Problem Statement:

Given the root of a Binary Search Tree (BST), convert it to a Greater Tree such that every key of the original BST is changed to the original key plus the sum of all keys greater than the original key in BST.

As a reminder, a binary search tree is a tree that satisfies these constraints:

The left subtree of a node contains only nodes with keys less than the node's key.
The right subtree of a node contains only nodes with keys greater than the node's key.
Both the left and right subtrees must also be binary search trees.

Example 1:

Input: root = [4,1,6,0,2,5,7,null,null,null,3,null,null,null,8]
Output: [30,36,21,36,35,26,15,null,null,null,33,null,null,null,8]

Example 2:

Input: root = [0,null,1]
Output: [1,null,1]

Constraints:

The number of nodes in the tree is in the range [0, 10⁴].
-10⁴ <= Node.val <= 10⁴
All the values in the tree are unique.
root is guaranteed to be a valid binary search tree.

Note: This question is the same as 1038: https://leetcode.com/problems/binary-search-tree-to-greater-sum-tree/

Solution:

Given that all keys in the tree are unique we can use a HashMap of the structure unordered_map<int,TreeNode*> to store the tree.
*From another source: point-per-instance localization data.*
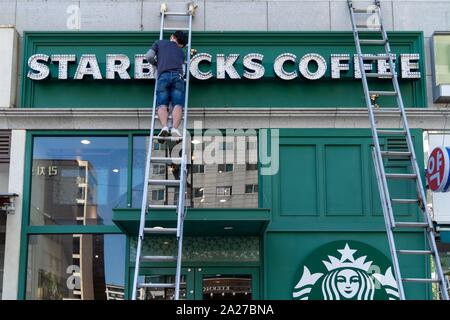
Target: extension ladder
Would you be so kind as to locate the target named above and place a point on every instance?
(180, 183)
(409, 155)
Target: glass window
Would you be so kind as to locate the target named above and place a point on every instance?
(251, 188)
(198, 192)
(225, 167)
(227, 287)
(198, 168)
(75, 266)
(212, 156)
(78, 180)
(2, 247)
(223, 191)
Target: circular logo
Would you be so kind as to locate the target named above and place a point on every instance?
(438, 170)
(346, 270)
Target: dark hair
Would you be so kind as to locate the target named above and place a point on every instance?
(181, 37)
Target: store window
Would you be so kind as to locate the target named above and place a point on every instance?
(76, 267)
(78, 180)
(229, 161)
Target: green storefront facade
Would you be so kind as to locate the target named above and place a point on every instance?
(313, 227)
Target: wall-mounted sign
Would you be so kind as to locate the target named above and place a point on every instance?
(311, 66)
(346, 270)
(231, 70)
(440, 61)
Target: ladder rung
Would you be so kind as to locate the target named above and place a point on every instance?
(365, 26)
(165, 160)
(401, 175)
(415, 252)
(372, 42)
(168, 138)
(176, 28)
(358, 10)
(156, 285)
(383, 93)
(396, 154)
(164, 182)
(405, 200)
(420, 280)
(174, 13)
(391, 131)
(411, 225)
(158, 258)
(376, 75)
(162, 206)
(160, 230)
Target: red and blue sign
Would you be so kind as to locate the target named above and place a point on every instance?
(438, 170)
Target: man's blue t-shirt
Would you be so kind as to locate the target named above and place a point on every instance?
(170, 57)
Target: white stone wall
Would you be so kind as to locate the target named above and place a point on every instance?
(232, 15)
(8, 66)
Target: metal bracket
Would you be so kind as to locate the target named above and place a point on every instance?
(7, 202)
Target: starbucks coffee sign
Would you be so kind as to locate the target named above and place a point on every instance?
(346, 270)
(286, 66)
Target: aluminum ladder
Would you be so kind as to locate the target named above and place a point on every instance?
(378, 155)
(181, 183)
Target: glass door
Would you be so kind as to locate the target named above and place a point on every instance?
(230, 283)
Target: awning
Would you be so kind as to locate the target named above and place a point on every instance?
(199, 221)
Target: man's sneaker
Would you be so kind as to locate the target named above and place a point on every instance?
(175, 133)
(163, 133)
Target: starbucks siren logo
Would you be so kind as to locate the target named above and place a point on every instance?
(346, 277)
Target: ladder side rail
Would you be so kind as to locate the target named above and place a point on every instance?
(389, 232)
(420, 189)
(371, 114)
(146, 179)
(183, 175)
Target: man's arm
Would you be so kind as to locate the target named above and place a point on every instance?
(150, 56)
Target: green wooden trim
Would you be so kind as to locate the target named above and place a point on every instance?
(254, 272)
(127, 279)
(25, 217)
(73, 229)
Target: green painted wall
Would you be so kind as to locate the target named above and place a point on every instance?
(325, 191)
(265, 92)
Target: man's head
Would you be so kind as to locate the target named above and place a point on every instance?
(180, 38)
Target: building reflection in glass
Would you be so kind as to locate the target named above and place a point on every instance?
(73, 267)
(75, 182)
(223, 172)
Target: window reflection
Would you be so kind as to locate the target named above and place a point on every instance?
(227, 287)
(78, 180)
(75, 267)
(222, 174)
(160, 293)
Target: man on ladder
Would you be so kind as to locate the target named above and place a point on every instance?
(171, 87)
(168, 57)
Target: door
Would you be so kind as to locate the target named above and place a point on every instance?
(230, 283)
(198, 283)
(165, 275)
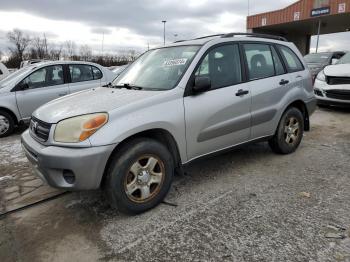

Then we can do the operations asked and substitute appropriate values as the new keys.

 
class Solution {
public:
    void traverse(TreeNode *root, unordered_map<int, TreeNode *>&H)
    {
        if (root==NULL) return;
        H[root->val] = root;
        traverse(root->left, H);
        traverse(root->right, H);
    }
    TreeNode* bstToGst(TreeNode* root) {
        unordered_map<int, TreeNode *> H;
        traverse(root, H);
        vector<int> v1, v2;
        for (auto item: H) v1.push_back(item.first);
        sort(v1.begin(),v1.end(), greater<int>());
        int curr=0;
        for (int i: v1)
        {
            v2.push_back(curr+i);
            curr+=i;
        }
        for (int i=0; i<v1.size(); i++) H[v1[i]]->val = v2[i];
        return root;
    }
};